Approved by the BMC and with the support of an MEF grant, Alex Brighton and Richard Tremellen made two fine first ascents in Kyrgyzstan's Djangart region of the Tien Shan.
In common with this year's Anglo-Danish expedition, the two British climbers, both working at Oundle School, were inspired to visit this alpine area after reading the comprehensive report produced by the Anglo-American team that climbed three new peaks here in 2010.
The Djangart region has over a dozen unclimbed peaks above 5,000m and countless others over 4,700m, including the highest, the unnamed Pik 5,318m.
An inability to arrange horses meant that the pair was forced to establish base camp in the Kaichi Valley, before reaching the Djangart Pass that must be crossed to access the main Djangart Valley.
This added at least five hours to each walk-in and would limit the amount of climbing the pair could do.
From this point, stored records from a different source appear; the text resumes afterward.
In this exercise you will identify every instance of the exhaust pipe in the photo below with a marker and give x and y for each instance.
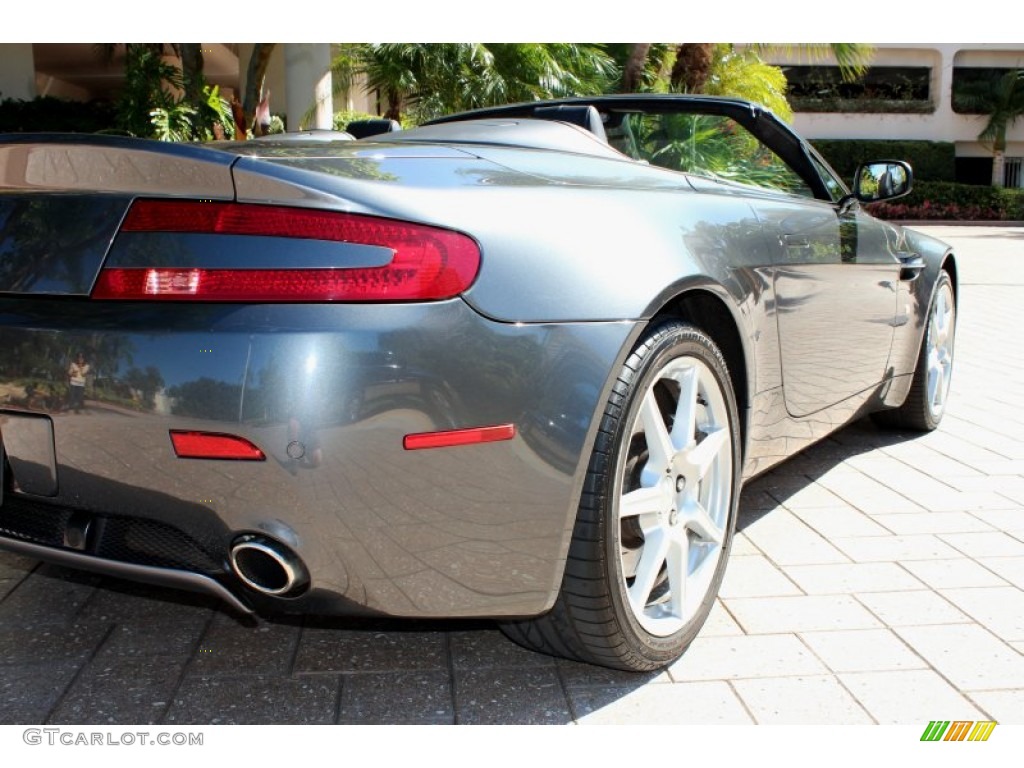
(268, 566)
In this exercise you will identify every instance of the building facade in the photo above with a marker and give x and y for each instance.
(298, 76)
(910, 92)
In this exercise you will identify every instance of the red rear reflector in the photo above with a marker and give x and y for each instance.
(459, 437)
(214, 445)
(428, 264)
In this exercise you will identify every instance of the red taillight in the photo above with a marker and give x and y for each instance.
(428, 263)
(452, 437)
(214, 445)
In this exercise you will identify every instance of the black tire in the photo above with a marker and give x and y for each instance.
(923, 409)
(593, 619)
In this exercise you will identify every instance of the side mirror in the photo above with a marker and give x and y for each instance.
(882, 179)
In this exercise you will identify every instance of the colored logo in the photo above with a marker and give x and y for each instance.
(958, 730)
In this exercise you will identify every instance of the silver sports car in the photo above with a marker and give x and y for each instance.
(516, 364)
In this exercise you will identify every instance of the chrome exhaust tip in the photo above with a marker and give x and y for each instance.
(268, 566)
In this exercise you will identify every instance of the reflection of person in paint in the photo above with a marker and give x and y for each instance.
(303, 438)
(77, 372)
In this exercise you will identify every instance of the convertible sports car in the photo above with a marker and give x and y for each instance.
(515, 364)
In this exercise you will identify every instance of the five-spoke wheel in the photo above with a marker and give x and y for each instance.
(926, 401)
(657, 510)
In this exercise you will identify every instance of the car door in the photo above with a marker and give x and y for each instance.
(836, 294)
(835, 272)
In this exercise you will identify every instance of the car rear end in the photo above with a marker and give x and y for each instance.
(287, 402)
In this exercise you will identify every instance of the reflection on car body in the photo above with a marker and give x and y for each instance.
(515, 364)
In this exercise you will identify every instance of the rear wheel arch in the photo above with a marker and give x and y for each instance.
(949, 266)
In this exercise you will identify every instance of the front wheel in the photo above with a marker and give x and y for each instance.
(926, 402)
(657, 512)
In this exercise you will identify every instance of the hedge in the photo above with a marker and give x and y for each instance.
(948, 201)
(862, 105)
(49, 114)
(932, 161)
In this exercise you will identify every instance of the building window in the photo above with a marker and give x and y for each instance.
(882, 89)
(1012, 176)
(967, 79)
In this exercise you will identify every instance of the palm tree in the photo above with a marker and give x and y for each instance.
(432, 79)
(694, 61)
(259, 59)
(1003, 101)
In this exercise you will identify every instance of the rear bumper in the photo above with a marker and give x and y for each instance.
(328, 392)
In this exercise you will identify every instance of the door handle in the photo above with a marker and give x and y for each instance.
(911, 266)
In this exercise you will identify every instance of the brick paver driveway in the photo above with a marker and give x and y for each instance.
(876, 579)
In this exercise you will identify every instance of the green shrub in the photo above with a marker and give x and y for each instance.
(343, 118)
(948, 201)
(932, 161)
(55, 115)
(863, 105)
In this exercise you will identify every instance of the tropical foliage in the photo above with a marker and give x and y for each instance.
(424, 80)
(1003, 101)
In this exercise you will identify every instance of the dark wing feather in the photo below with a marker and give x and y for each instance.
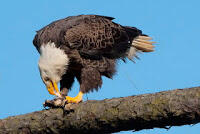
(93, 36)
(97, 36)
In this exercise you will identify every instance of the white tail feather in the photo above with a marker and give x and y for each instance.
(140, 44)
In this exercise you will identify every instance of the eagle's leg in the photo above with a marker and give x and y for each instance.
(51, 89)
(76, 99)
(57, 92)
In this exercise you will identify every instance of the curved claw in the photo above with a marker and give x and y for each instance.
(76, 99)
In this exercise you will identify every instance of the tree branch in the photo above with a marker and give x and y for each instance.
(161, 110)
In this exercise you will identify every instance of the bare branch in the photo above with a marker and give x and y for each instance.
(161, 110)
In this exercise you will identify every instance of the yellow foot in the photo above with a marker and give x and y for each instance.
(76, 99)
(50, 89)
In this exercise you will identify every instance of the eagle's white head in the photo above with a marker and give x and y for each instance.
(52, 64)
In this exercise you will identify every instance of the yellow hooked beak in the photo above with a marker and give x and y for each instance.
(52, 87)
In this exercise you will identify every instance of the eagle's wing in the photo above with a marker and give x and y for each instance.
(97, 36)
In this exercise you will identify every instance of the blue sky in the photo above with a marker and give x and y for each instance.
(174, 25)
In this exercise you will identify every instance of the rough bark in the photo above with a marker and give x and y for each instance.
(161, 110)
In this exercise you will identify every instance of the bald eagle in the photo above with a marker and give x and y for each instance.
(85, 47)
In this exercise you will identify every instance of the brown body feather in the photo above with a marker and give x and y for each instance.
(93, 44)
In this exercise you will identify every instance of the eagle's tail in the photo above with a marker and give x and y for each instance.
(140, 42)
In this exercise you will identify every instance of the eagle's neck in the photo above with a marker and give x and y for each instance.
(53, 61)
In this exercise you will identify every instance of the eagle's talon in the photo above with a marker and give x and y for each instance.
(76, 99)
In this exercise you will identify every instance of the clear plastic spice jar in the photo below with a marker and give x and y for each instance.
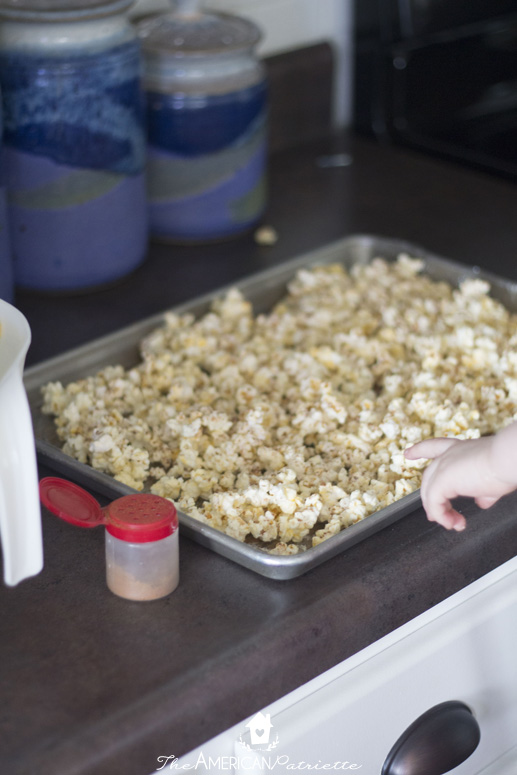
(142, 552)
(206, 121)
(74, 138)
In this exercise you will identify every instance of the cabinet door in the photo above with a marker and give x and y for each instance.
(348, 718)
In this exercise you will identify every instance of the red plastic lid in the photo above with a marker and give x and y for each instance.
(141, 518)
(134, 518)
(70, 502)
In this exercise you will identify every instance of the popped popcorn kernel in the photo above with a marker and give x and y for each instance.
(282, 429)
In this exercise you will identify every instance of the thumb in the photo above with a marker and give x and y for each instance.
(430, 448)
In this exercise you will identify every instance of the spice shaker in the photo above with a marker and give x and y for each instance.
(142, 554)
(74, 139)
(206, 100)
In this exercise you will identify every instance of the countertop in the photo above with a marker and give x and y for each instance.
(91, 684)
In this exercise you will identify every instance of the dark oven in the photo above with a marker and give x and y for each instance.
(440, 76)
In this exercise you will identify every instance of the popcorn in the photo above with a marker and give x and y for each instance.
(283, 429)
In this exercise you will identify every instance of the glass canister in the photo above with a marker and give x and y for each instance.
(74, 139)
(206, 121)
(6, 267)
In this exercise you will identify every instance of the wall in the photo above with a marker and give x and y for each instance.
(289, 24)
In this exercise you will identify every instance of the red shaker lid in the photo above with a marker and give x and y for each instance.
(70, 502)
(141, 518)
(137, 518)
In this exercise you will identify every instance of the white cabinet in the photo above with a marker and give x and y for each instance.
(348, 718)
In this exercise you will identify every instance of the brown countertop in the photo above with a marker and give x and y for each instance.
(91, 684)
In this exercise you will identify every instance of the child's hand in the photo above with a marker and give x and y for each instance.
(469, 468)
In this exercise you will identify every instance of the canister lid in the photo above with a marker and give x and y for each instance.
(202, 33)
(137, 518)
(61, 10)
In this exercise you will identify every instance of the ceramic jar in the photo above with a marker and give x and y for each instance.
(74, 141)
(206, 120)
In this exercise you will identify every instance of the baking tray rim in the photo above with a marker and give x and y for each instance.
(277, 567)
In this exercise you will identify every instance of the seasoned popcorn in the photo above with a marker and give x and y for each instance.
(284, 428)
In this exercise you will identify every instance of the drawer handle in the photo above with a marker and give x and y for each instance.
(439, 740)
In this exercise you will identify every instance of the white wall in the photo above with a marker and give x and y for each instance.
(290, 24)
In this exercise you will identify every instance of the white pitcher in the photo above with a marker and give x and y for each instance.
(20, 512)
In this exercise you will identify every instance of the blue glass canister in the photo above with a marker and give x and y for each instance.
(6, 266)
(207, 124)
(74, 142)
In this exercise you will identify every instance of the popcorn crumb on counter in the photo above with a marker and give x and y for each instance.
(285, 428)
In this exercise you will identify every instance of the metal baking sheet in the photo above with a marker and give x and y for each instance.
(263, 289)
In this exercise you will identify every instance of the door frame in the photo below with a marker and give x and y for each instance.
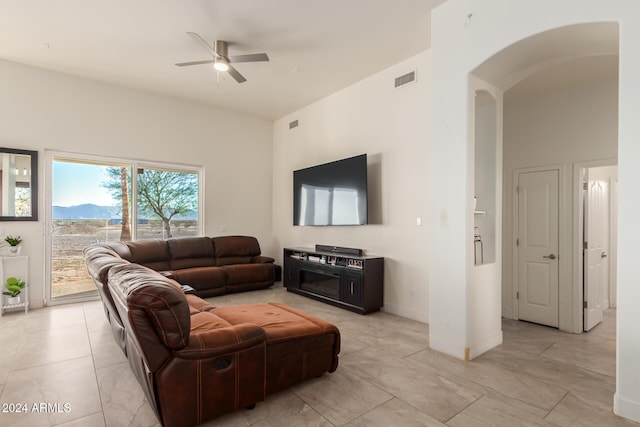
(579, 168)
(562, 247)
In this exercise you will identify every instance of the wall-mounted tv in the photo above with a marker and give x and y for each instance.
(333, 193)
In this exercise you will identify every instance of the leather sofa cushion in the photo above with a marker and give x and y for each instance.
(248, 273)
(201, 278)
(281, 323)
(150, 253)
(153, 300)
(188, 252)
(205, 321)
(235, 249)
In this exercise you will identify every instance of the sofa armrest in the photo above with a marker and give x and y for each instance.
(261, 259)
(220, 341)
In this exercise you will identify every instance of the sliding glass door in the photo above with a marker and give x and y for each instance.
(98, 200)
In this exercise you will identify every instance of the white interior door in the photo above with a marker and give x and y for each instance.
(538, 224)
(595, 251)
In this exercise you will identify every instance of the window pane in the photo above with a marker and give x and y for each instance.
(167, 203)
(86, 208)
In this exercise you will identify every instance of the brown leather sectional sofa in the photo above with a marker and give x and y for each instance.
(195, 361)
However, on the plus side, fitness improved beyond all expectations.
With the highest peak their main goal, Brighton and Tremellen first climbed Pik 4,783m immediately to the west of 5,318m, hoping to gain good views of a possible line of ascent on the West Face to North Ridge of the higher peak.
The pair climbed a wide couloir on the west flank of Pik 4,561m (without going to its top) to reach the crest of the North Ridge of 4,783m, then followed this south in a fine position, until soft snow forced a bivouac several hundred metres short of the summit.
An hour or two next morning took them over mixed ground and a final corniced crest to the summit, which they christened Pik Emma (AD). They descended a dangerous gully on the West Face.
Closer to base camp lay a striking peak of c4,940m, west of the Djangart. Attempting a one-day push via the South West Couloir and North West Face, the pair met soft snow on the summit structure and were eventually forced to bivouac with no gear at 4,650m.
They'd hoped to complete the ascent next morning but a miserable night-time snow storm forced descent.
A second attempt proved successful. Re-climbing the couloir and its 70m steep (70°) exit traverse, took them to a step of sound rock, which was overcome at UIAA III/IV. The final 200m proved the sting in the tail, difficult mixed terrain at Scottish 5 and 80°.
The peak was name Laetitia, and the route The Phoenix (1,300m: TD), due to it being completed after an initial failure.
In between these two attempts they returned to the Djangart Valley. It took two days to reach the west side of Pik 5,318m via the tortuous moraines of the N1 Glacier. Their bivouac low on the mountain turned into a prolonged session, as a storm moved in and snow fell for 36 hours.
On the fourth day they moved easily up a rock rib to 4,750m before a 60m snow slope separated them from another safe rib. A tentative step onto the snow produced a resounding crack. The avalanche danger was far too great to continue, and, reluctantly, the pair retreated.
In their opinion Pik 5,318m is an achievable objective: the climbing as far as the high point had not been difficult, and it appeared, given good conditions, to be relatively straightforward above.
Early in the trip, the two climbers realised that what they had embarked upon was very different from any mountaineering either had done before. "The unknown presented as much of a challenge as anything we would face on the mountains".